The reasons that Transnistria broke away are complicated, but the basic gist was that there were many Russians and Russian speakers in Transnistria when it broke away from the Soviet Union. Moldova then decided to become more like its neighbor Romania by doing things like dropping the Cyrillic alphabet and switching to the Romanian language, many people in Transnistria didn't want to lose their culture, and this led to the desire to become independent.

I visited the capital city Tiraspol, and a Russian friend who was traveling with me said that it felt like how Russia was twenty years earlier during the Soviet Era. In fact, the national flag featured a hammer and sickle, one of the main roads was called Lenin Street, and there was a huge statue of Lenin in the city center. It felt like a city that was never told that the Soviet Union had collapsed!

At one point, we wandered into a bookstore. And in addition to magnets with Putin's photo, we saw that each cashier station had an abacus! How very retro! This of course piqued my interest because I had never seen an abacus outside of a mathematics classroom.
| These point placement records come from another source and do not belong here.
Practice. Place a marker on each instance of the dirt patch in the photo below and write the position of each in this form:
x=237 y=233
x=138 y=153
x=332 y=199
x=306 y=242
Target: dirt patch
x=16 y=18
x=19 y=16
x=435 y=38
I took a few photos and was originally confused because the photos looked different from the ones I saw online, but then I quickly found out that there were different types of abacuses, and the ones in the bookstore were of course Russian abacuses.

A Russian abacus has twelve rows of beads, and each row has ten beads except for a single row that has four beads. Let's talk about the rows above the row with four beads:

  • The first row above the row with four beads is the ones place, and each of these beads has a value of 1.
  • The next row up is the tens place, and each of these beads has a value of 10.
  • The next row is the hundreds place, then the thousands place, etc.
  • The rows below the row with four beads are the tenths place, the hundredths place, and the thousandths place.
  • Finally, each bead in the row of four beads is a quarter. This is done because many things cost a quarter, and it makes things simpler to have a row representing quarters.

The beads typically start on the right, and they are moved to the left to represent value. So the value represented on the abacus here is 3 x 1 + 1 x 10 + 2 x 100 = 213 Transnistrian rubles, or approximately $13.

Sample Problems

1. What is the value of one bead in the very top row?

2. What would be the total value if all of the beads were pushed to the left. Be careful and don't forget about the quarters!

3. Look up other types of abacuses - specifically the Chinese and Japanese abacuses - and compare them. How are numbers represented differently on each type?

4. Research ways that abacuses can be used to perform simple arithmetic. Are these methods easier or harder than doing calculations by pencil and paper?